Retour au 14, rue de l'améthyste, vendredi 28 janvier
vers 19 heures. Une foule désabusée d'invités achève
d'engouffrer les dernières miettes de galette des rois
à l'aide des dernières gouttes de cidre tiède encore
disponible; Les enfants s'énervent et sautent d'un bout
à l'autre de la salle; On attend les KadorS. Ceux-ci,
annoncés par voie d'affiche pour 18:30 sont au nombre
de quatre à 19:15. Muriel, la directrice de la MPT explique
à l'adjoint au maire que les KadorS c'est des types
super mais que la ponctualité, voilà, c'est pas leur
truc. Le négociateur JeanBa a préalablement confirmé
que l'accord avait bien été passé pour une prestation
débutant à 19:30. Une collaboratrice a-t-elle mangé
la commission en rédigeant l'affiche ? Ou bien est-ce
JeanBa qui a compris de travers?
A 19:20 tout le monde s'en fiche, cependant que les
convives commencent à s'égayer, à l'appel du repas du
soir; Muriel nous supplie de faire un peu de bruit,
même à 4, ou à 5, bientôt à 7 et même 8. Nous démarrons
par un Amant endiablé, suivi d'un Amora de feu, puis
d'un électrique Je m'voyais déjà. Devant des KadorS
survoltés les bravos éclatent, se tempèrent, s'estompent
puis s'épuisent définitivement vers 20:15 pour cause
de désertion générale. Restent 3 collaboratrices de
la MPT qui mettent en place les vivres et boissons destinés
aux KadorS; Ceux-ci reprennent des forces.
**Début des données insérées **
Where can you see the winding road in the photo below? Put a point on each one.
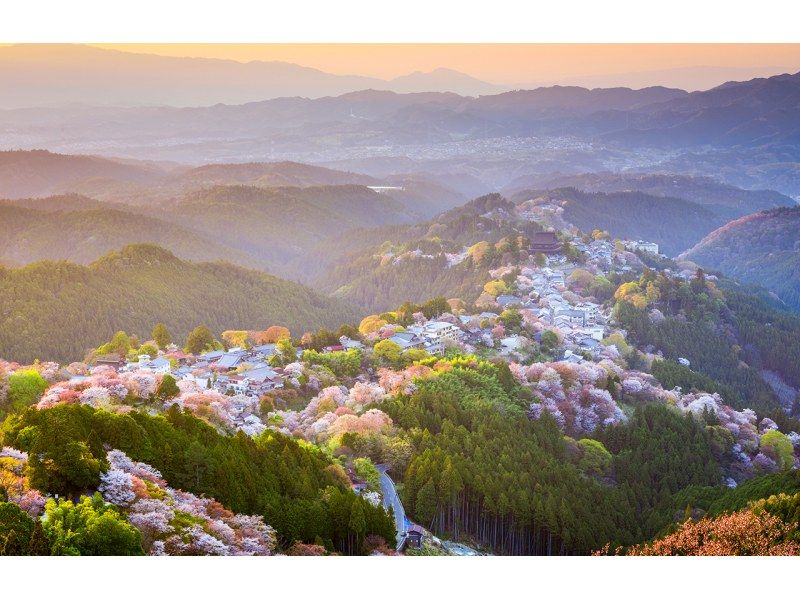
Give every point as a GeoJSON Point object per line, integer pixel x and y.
{"type": "Point", "coordinates": [390, 499]}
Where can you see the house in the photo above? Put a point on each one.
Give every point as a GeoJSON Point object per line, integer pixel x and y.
{"type": "Point", "coordinates": [512, 344]}
{"type": "Point", "coordinates": [507, 300]}
{"type": "Point", "coordinates": [349, 343]}
{"type": "Point", "coordinates": [414, 536]}
{"type": "Point", "coordinates": [571, 357]}
{"type": "Point", "coordinates": [178, 356]}
{"type": "Point", "coordinates": [230, 360]}
{"type": "Point", "coordinates": [545, 242]}
{"type": "Point", "coordinates": [159, 365]}
{"type": "Point", "coordinates": [114, 361]}
{"type": "Point", "coordinates": [237, 384]}
{"type": "Point", "coordinates": [407, 340]}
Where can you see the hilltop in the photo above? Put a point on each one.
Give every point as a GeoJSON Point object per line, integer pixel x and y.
{"type": "Point", "coordinates": [80, 230]}
{"type": "Point", "coordinates": [58, 310]}
{"type": "Point", "coordinates": [761, 249]}
{"type": "Point", "coordinates": [675, 224]}
{"type": "Point", "coordinates": [718, 197]}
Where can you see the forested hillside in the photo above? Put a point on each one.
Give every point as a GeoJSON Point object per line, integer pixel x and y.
{"type": "Point", "coordinates": [80, 230]}
{"type": "Point", "coordinates": [449, 255]}
{"type": "Point", "coordinates": [58, 310]}
{"type": "Point", "coordinates": [675, 224]}
{"type": "Point", "coordinates": [718, 197]}
{"type": "Point", "coordinates": [41, 173]}
{"type": "Point", "coordinates": [762, 249]}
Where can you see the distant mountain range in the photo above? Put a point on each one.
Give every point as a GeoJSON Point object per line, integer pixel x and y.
{"type": "Point", "coordinates": [725, 200]}
{"type": "Point", "coordinates": [59, 310]}
{"type": "Point", "coordinates": [742, 133]}
{"type": "Point", "coordinates": [675, 224]}
{"type": "Point", "coordinates": [51, 74]}
{"type": "Point", "coordinates": [761, 249]}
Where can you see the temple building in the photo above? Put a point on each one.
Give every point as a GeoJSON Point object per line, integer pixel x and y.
{"type": "Point", "coordinates": [545, 242]}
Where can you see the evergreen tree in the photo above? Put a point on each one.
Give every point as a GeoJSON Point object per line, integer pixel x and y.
{"type": "Point", "coordinates": [161, 335]}
{"type": "Point", "coordinates": [39, 544]}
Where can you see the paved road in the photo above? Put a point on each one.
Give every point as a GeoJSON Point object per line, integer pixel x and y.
{"type": "Point", "coordinates": [390, 499]}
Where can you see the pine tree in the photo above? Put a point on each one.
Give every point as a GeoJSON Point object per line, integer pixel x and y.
{"type": "Point", "coordinates": [161, 335]}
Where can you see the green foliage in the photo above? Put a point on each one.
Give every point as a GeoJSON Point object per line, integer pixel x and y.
{"type": "Point", "coordinates": [675, 224]}
{"type": "Point", "coordinates": [777, 443]}
{"type": "Point", "coordinates": [758, 249]}
{"type": "Point", "coordinates": [16, 528]}
{"type": "Point", "coordinates": [366, 471]}
{"type": "Point", "coordinates": [284, 353]}
{"type": "Point", "coordinates": [200, 339]}
{"type": "Point", "coordinates": [701, 336]}
{"type": "Point", "coordinates": [549, 342]}
{"type": "Point", "coordinates": [341, 363]}
{"type": "Point", "coordinates": [39, 544]}
{"type": "Point", "coordinates": [161, 335]}
{"type": "Point", "coordinates": [658, 453]}
{"type": "Point", "coordinates": [24, 389]}
{"type": "Point", "coordinates": [167, 388]}
{"type": "Point", "coordinates": [273, 475]}
{"type": "Point", "coordinates": [481, 467]}
{"type": "Point", "coordinates": [90, 527]}
{"type": "Point", "coordinates": [671, 374]}
{"type": "Point", "coordinates": [57, 310]}
{"type": "Point", "coordinates": [388, 352]}
{"type": "Point", "coordinates": [595, 459]}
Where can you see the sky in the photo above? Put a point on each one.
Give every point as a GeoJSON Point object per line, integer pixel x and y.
{"type": "Point", "coordinates": [692, 66]}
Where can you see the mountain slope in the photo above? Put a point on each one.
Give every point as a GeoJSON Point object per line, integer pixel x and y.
{"type": "Point", "coordinates": [719, 197]}
{"type": "Point", "coordinates": [79, 229]}
{"type": "Point", "coordinates": [58, 310]}
{"type": "Point", "coordinates": [748, 113]}
{"type": "Point", "coordinates": [267, 174]}
{"type": "Point", "coordinates": [279, 226]}
{"type": "Point", "coordinates": [675, 224]}
{"type": "Point", "coordinates": [761, 249]}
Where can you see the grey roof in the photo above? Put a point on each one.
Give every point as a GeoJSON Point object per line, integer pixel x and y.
{"type": "Point", "coordinates": [504, 300]}
{"type": "Point", "coordinates": [230, 360]}
{"type": "Point", "coordinates": [260, 374]}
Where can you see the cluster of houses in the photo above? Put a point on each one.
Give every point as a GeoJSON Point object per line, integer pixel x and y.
{"type": "Point", "coordinates": [433, 337]}
{"type": "Point", "coordinates": [645, 246]}
{"type": "Point", "coordinates": [238, 371]}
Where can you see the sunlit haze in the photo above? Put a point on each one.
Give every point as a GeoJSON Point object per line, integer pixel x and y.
{"type": "Point", "coordinates": [690, 66]}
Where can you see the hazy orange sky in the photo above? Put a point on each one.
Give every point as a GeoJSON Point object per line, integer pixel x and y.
{"type": "Point", "coordinates": [496, 63]}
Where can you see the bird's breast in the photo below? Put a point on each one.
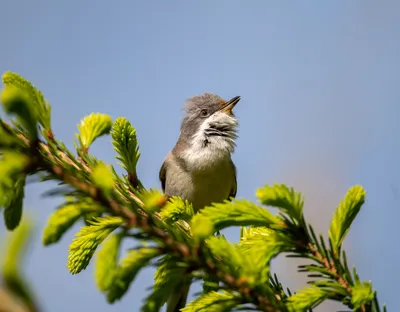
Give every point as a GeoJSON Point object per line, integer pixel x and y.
{"type": "Point", "coordinates": [203, 186]}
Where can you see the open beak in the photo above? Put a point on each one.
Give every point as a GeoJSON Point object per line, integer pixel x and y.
{"type": "Point", "coordinates": [228, 106]}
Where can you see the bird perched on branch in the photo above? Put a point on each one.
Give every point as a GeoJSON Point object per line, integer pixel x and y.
{"type": "Point", "coordinates": [199, 168]}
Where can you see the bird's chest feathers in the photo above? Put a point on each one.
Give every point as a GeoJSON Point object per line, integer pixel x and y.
{"type": "Point", "coordinates": [211, 183]}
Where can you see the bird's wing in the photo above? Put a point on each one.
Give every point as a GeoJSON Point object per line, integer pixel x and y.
{"type": "Point", "coordinates": [233, 191]}
{"type": "Point", "coordinates": [163, 174]}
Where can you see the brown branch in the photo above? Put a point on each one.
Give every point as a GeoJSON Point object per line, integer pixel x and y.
{"type": "Point", "coordinates": [145, 223]}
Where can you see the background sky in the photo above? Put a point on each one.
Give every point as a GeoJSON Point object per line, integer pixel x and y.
{"type": "Point", "coordinates": [319, 82]}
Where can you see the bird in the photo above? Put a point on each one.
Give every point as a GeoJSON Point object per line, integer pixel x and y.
{"type": "Point", "coordinates": [199, 168]}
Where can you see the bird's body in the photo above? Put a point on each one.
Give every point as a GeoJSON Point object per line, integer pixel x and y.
{"type": "Point", "coordinates": [199, 168]}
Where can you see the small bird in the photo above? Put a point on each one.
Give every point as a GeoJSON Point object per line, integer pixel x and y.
{"type": "Point", "coordinates": [199, 168]}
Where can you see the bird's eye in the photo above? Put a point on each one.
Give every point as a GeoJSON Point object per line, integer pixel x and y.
{"type": "Point", "coordinates": [203, 113]}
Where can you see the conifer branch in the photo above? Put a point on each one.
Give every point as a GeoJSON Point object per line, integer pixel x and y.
{"type": "Point", "coordinates": [234, 275]}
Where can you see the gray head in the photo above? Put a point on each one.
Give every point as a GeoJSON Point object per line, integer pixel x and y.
{"type": "Point", "coordinates": [209, 122]}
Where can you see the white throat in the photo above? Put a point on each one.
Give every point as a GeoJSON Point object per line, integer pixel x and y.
{"type": "Point", "coordinates": [213, 142]}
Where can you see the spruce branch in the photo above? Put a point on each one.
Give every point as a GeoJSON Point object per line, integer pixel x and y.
{"type": "Point", "coordinates": [234, 275]}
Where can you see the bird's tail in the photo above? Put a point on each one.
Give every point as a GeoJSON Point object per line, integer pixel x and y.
{"type": "Point", "coordinates": [177, 300]}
Mais très vite n'y tenant plus ils empoignent à nouveau
leurs binious et mettent littéralement le feu à une
salle VIDE. C'est Fellinien. Muriel la directrice ne
s'y trompe pas, qui parfait la scène en chaloupant sur
l'immensité du sol déserté une valse inspirée dans les
bras de Philippe.
Les KadorS sont en nage, ils donnent le meilleur d'eux-mêmes,
ils sonnent comme jamais, la flamme de leur passion
transperce la nuit et la revisite de leur souffle démoniaque.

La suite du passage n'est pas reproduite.